W ostatnich dniach profesor Jadwiga Staniszkis rozwinęła kolejny wyborczy plakat pod tytułem „Anna Strężyńska na prezydenta”. Kandydaturę tą – z uwagą że Pani Strężyńska byłaby jednak lepszym premierem niż prezydentem – poparła także redaktor Janina Jankowska. Oczywiście dorobku pani Strężyńskiej nie trzeba przypominać – zresztą kto chce może sobie poszukać – znajdzie bez problemu. Można nawet pokusić się o twierdzenie że jest to osoba o wiele bardziej rozpoznawalna niż profesor Gliński gdy PiS przedstawił go jako kandydata na premiera rządu technicznego. Pani Strężyńska też ma ogromny potencjał treści do umieszczenia na plakacie.
I dokładnie tak samo plakat ten zostanie zamalowany jak zamalowany został plakat z wizerunkiem profesora Glińskiego.

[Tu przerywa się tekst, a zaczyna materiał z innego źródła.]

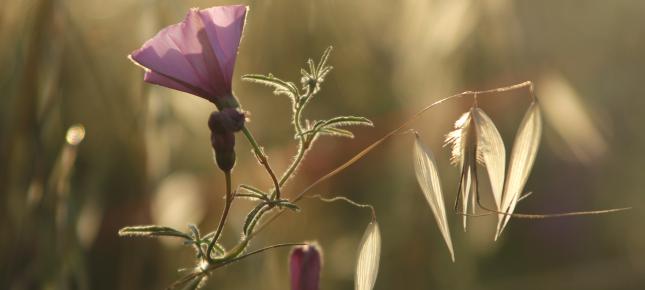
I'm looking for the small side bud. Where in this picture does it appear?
[208,108,246,172]
[289,245,322,290]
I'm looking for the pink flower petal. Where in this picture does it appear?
[131,5,247,102]
[289,246,322,290]
[199,5,247,79]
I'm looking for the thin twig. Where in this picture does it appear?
[166,243,308,290]
[206,171,233,261]
[248,81,534,238]
[242,126,280,199]
[305,194,376,221]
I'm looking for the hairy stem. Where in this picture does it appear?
[242,126,280,199]
[248,81,535,238]
[206,171,233,261]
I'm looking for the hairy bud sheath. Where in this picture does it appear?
[208,108,245,172]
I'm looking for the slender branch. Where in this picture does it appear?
[166,243,309,290]
[242,126,280,199]
[248,81,535,238]
[307,194,376,221]
[206,171,233,261]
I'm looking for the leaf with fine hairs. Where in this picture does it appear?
[354,221,381,290]
[414,134,455,262]
[472,108,506,210]
[495,102,542,240]
[119,225,192,240]
[242,74,300,101]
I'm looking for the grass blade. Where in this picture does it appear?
[495,102,542,240]
[414,134,455,262]
[354,221,381,290]
[473,108,506,210]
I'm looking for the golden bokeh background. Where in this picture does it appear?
[0,0,645,290]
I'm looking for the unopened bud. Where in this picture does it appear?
[289,245,322,290]
[208,108,245,171]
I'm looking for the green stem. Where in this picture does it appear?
[206,171,233,261]
[278,139,309,186]
[242,126,280,199]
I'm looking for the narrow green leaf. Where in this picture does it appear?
[319,128,354,139]
[235,184,267,200]
[242,74,300,100]
[278,200,300,212]
[181,275,207,290]
[319,116,374,128]
[119,225,192,240]
[242,202,268,235]
[316,46,333,73]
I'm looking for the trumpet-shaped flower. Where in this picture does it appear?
[129,5,247,109]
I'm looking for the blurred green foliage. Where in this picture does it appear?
[0,0,645,289]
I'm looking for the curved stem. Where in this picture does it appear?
[206,171,233,261]
[248,81,535,238]
[242,126,280,198]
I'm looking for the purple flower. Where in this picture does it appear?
[289,245,322,290]
[130,5,247,109]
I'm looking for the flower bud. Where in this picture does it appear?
[289,245,322,290]
[208,108,246,134]
[208,108,245,171]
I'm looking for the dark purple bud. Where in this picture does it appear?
[289,245,322,290]
[208,108,246,134]
[211,131,235,171]
[208,108,245,171]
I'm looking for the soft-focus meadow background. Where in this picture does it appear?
[0,0,645,289]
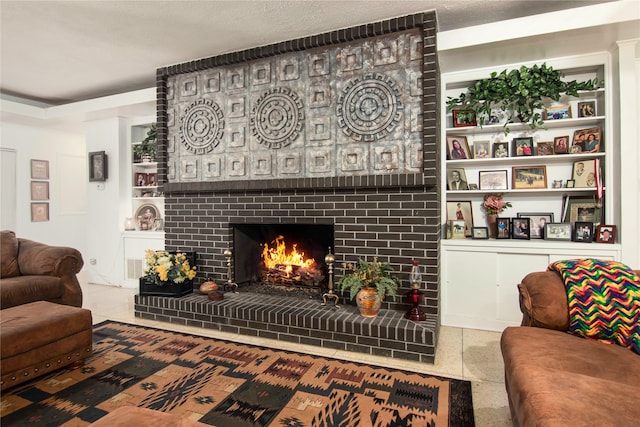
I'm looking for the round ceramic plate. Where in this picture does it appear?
[135,203,160,230]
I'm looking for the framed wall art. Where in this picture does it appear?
[31,181,49,200]
[31,159,49,179]
[511,166,547,190]
[89,151,109,181]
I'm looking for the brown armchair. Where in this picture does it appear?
[0,230,84,309]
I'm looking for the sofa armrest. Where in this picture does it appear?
[518,271,569,331]
[18,238,84,307]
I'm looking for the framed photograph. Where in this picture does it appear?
[471,227,489,239]
[544,222,571,240]
[478,169,508,190]
[451,110,477,128]
[511,218,531,240]
[513,137,533,157]
[571,128,602,153]
[578,101,596,117]
[511,166,547,190]
[496,218,511,239]
[573,221,593,243]
[31,159,49,179]
[544,105,571,120]
[473,141,491,159]
[31,181,49,200]
[518,212,553,239]
[536,142,554,156]
[563,197,602,225]
[553,135,569,154]
[135,172,149,187]
[447,136,471,160]
[31,203,49,222]
[89,151,109,181]
[447,168,469,191]
[573,159,597,188]
[596,225,616,243]
[447,201,473,237]
[491,142,509,159]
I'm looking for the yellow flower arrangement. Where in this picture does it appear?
[144,249,196,286]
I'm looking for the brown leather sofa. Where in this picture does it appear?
[501,271,640,427]
[0,230,84,309]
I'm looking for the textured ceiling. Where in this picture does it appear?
[0,0,616,105]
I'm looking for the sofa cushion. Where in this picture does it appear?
[0,276,65,310]
[0,230,20,279]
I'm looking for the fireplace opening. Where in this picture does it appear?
[230,224,334,297]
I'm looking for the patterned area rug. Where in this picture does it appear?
[0,321,474,427]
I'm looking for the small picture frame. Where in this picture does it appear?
[31,203,49,222]
[31,181,49,200]
[491,142,509,159]
[596,225,616,243]
[573,222,593,243]
[571,128,602,153]
[511,218,531,240]
[473,141,491,159]
[451,110,477,128]
[449,219,467,239]
[544,105,571,120]
[89,151,109,182]
[496,217,511,239]
[447,201,473,237]
[544,222,571,241]
[511,166,547,190]
[553,135,569,154]
[478,169,508,190]
[578,101,597,117]
[31,159,49,179]
[513,137,533,157]
[536,142,555,156]
[518,212,553,239]
[471,227,489,240]
[447,168,469,191]
[447,135,471,160]
[572,159,596,188]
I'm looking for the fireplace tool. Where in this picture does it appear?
[320,247,340,308]
[224,248,238,294]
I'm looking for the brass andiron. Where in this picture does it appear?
[224,248,238,294]
[320,247,340,308]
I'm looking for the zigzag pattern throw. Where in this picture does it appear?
[547,258,640,354]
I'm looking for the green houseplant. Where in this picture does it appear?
[133,123,158,164]
[447,63,604,133]
[338,257,398,317]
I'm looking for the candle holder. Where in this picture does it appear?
[404,259,427,322]
[224,248,238,294]
[320,247,340,308]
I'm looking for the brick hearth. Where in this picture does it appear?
[135,292,437,363]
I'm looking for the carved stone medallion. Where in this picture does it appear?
[250,87,304,149]
[336,73,403,141]
[180,99,224,154]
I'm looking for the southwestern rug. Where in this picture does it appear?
[0,321,474,427]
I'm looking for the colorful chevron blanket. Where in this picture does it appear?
[547,258,640,354]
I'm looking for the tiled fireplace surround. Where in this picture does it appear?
[135,12,441,362]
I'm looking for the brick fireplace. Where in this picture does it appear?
[136,12,441,362]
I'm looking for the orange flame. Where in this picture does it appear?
[262,236,316,272]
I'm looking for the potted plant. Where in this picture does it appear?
[338,257,398,317]
[133,123,158,162]
[140,249,196,296]
[447,63,604,133]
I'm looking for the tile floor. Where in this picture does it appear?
[82,284,511,427]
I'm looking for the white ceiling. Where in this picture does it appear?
[0,0,609,105]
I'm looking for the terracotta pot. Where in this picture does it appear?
[487,215,498,239]
[356,288,382,317]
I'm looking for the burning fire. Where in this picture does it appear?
[262,236,316,272]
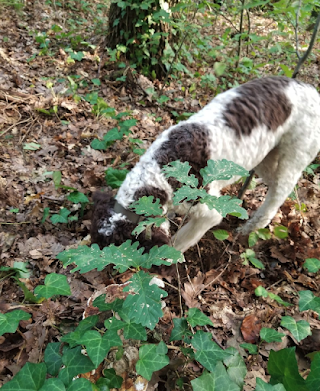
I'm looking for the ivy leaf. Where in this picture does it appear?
[268,347,308,391]
[191,331,234,372]
[57,244,113,273]
[106,167,129,189]
[254,377,286,391]
[303,258,320,273]
[306,352,320,391]
[1,362,47,391]
[200,159,249,187]
[280,316,312,342]
[59,346,95,386]
[260,327,285,343]
[191,362,240,391]
[200,192,248,219]
[67,191,89,204]
[130,196,163,216]
[123,271,168,330]
[136,342,169,380]
[170,318,192,342]
[162,160,198,187]
[34,273,71,299]
[132,217,166,237]
[173,186,208,205]
[299,291,320,314]
[187,308,213,327]
[0,310,31,335]
[44,342,62,376]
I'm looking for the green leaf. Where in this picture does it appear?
[130,196,163,216]
[67,191,89,204]
[200,192,248,219]
[80,330,111,368]
[303,258,320,273]
[34,273,71,299]
[162,160,198,187]
[67,377,93,391]
[39,378,66,391]
[191,361,240,391]
[59,346,95,386]
[281,316,312,342]
[0,310,31,335]
[44,342,62,376]
[260,327,285,343]
[273,225,289,239]
[254,377,286,391]
[306,352,320,391]
[123,271,168,330]
[106,167,129,189]
[1,362,47,391]
[268,347,307,391]
[136,342,169,380]
[187,308,213,327]
[170,318,192,342]
[299,291,320,314]
[211,229,229,240]
[191,331,234,372]
[240,342,258,354]
[132,217,167,237]
[23,143,41,151]
[200,159,249,187]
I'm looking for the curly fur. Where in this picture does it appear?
[91,77,320,251]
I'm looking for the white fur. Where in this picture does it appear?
[116,81,320,251]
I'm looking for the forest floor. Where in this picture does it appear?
[0,2,320,391]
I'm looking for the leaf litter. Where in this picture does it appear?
[0,2,320,391]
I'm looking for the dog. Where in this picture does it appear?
[91,76,320,252]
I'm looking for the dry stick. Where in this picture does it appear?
[292,12,320,79]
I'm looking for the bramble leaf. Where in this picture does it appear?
[162,160,198,187]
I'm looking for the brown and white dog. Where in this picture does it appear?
[91,77,320,252]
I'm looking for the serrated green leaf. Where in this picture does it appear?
[211,229,229,240]
[306,352,320,391]
[39,378,66,391]
[191,361,240,391]
[200,159,249,187]
[34,273,71,299]
[260,327,285,343]
[298,291,320,314]
[130,196,163,216]
[268,347,308,391]
[254,377,286,391]
[132,217,166,237]
[67,191,89,204]
[240,342,258,354]
[162,160,198,187]
[44,342,62,376]
[136,342,169,380]
[200,193,248,219]
[191,331,234,372]
[303,258,320,273]
[123,271,168,330]
[106,167,129,189]
[170,318,192,342]
[58,346,95,386]
[1,362,47,391]
[280,316,312,342]
[0,310,31,335]
[187,308,213,327]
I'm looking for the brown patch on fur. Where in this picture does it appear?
[223,77,292,136]
[155,123,210,189]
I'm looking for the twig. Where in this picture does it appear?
[292,12,320,79]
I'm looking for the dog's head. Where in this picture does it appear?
[91,192,170,251]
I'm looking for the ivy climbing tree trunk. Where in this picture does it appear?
[107,0,179,79]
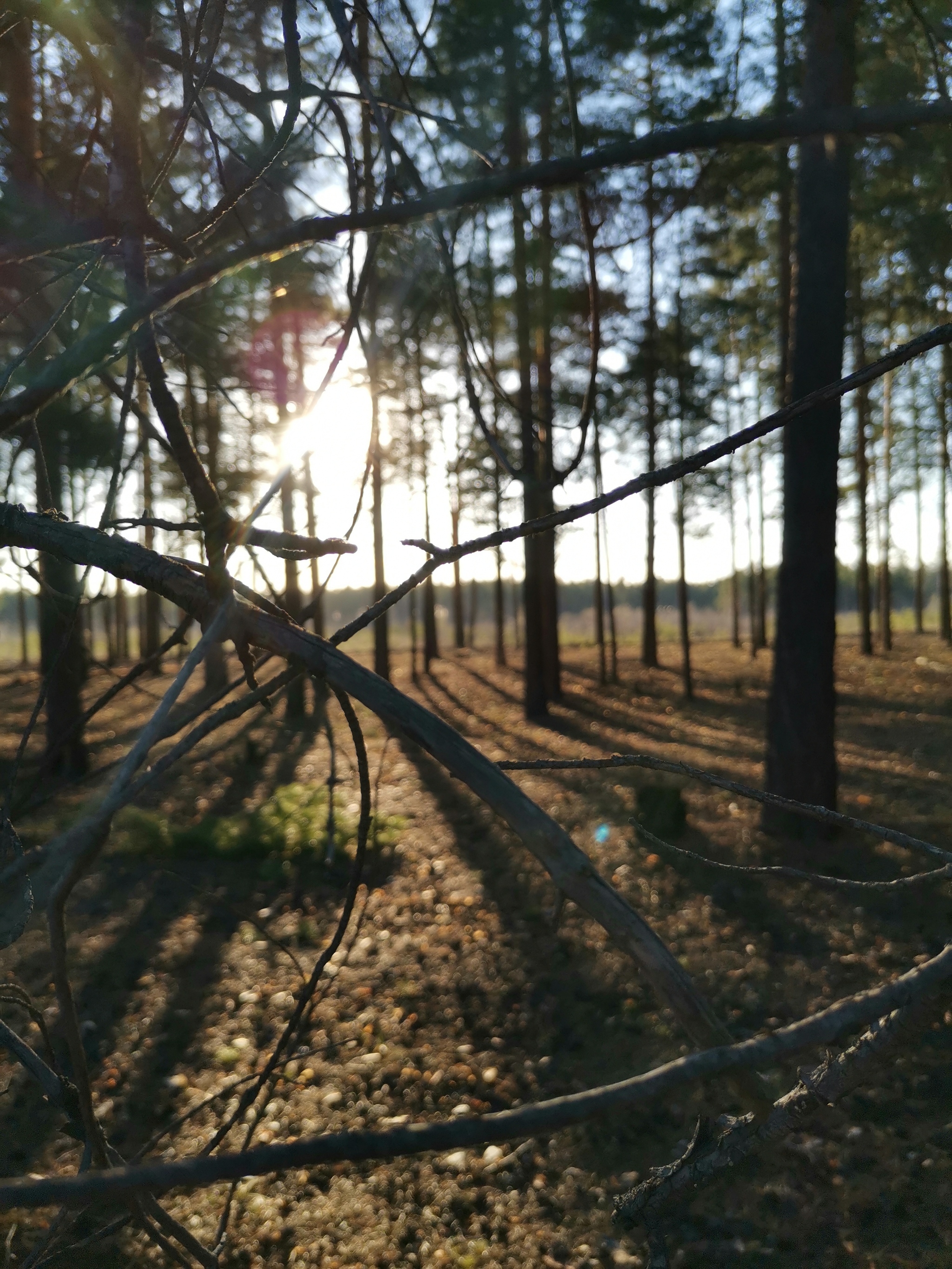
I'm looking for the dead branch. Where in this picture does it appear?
[0,944,952,1210]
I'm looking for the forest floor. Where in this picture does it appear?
[0,634,952,1269]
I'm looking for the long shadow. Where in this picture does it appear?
[0,723,335,1174]
[414,665,829,1029]
[0,859,197,1174]
[401,741,761,1173]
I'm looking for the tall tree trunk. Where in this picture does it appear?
[879,370,892,652]
[466,577,480,647]
[727,454,740,647]
[502,32,549,718]
[16,586,29,666]
[591,421,608,687]
[304,458,325,638]
[744,452,759,657]
[370,401,390,679]
[492,479,505,666]
[354,2,390,679]
[423,446,439,674]
[0,18,40,197]
[536,0,562,702]
[35,415,89,777]
[115,577,130,664]
[764,0,855,833]
[104,593,118,666]
[674,301,694,701]
[853,275,872,656]
[137,377,163,674]
[773,0,793,406]
[912,396,926,634]
[756,440,767,647]
[450,500,466,648]
[641,164,657,666]
[280,472,306,723]
[938,343,952,643]
[406,588,416,683]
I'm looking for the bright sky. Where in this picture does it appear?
[4,357,938,604]
[249,378,938,589]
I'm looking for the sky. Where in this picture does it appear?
[240,365,938,599]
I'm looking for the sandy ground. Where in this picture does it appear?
[0,634,952,1269]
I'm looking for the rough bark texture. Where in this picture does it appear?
[38,417,87,777]
[766,0,855,827]
[853,284,872,656]
[641,181,657,666]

Bo dziś wyborów nie wygra żadna partia – dziś wybory wygra ten kto pokaże że partia jedynie obsługuje jakieś aktywne społecznie środowisko. Czy Platforma wygrywa wybory dlatego że jest prężną partią? - ale wręcz przeciwnie – sukcesy Platformy opierają się głównie na tym że przekonała swoich wyborców iż gwarantuje dominującą pozycję światłemu gronu środowiskowemu – od Wajdy, przez Owsiaka, Kondrata czy Tomasza Karolaka po Rosatiego, Petru czy Orłowskiego. Sama Platforma to od lat ciąg afer i przepychanek – ale nie ma to najmniejszego znaczenia bo ten zaprzęg ciągnie środowisko. PiS takiego środowiska wyborcom nie przedstawił. Oczywiście że bez partii kandydaci tacy jak Strężyńska czy Gliński zostaną zmasakrowani i zgnojeni przez platformiane media – finansowane z publicznych spółek w ciągu tygodnia – najwyżej miesiąca. Partia musi tym ludziom zapewnić warunki pracy – inaczej się po prostu nie da. Ale bez nich – bez pielęgnowania ich niezależności i budowania ich środowiska obok partii – PiS nigdy nie zdobędzie takiego wpływu na władzę żeby potem zapewnić im warunki do zreformowania kraju. I każdy kolejny „profesor Gliński” zostanie po prostu zadeptany. To jest symbioza.
Owszem – od lat prawicowi publicyści załamują ręce na przykład nad niezagospodarowanym potencjałem panelistów programu Polska Wielki Projekt czy ekspertów którzy brali udział w konferencjach programowych organizowanych przez PiS, mimo że z tego środowiska można by prawdopodobnie utworzyć „gabinet cieni” w ciągu kilku tygodni. Problem ten był zresztą jednym z tematów polemiki Jarosława Kaczyńskiego z profesor Jadwigą Staniszkis podczas premiery wydawniczej książki „Czas na zmiany” [1]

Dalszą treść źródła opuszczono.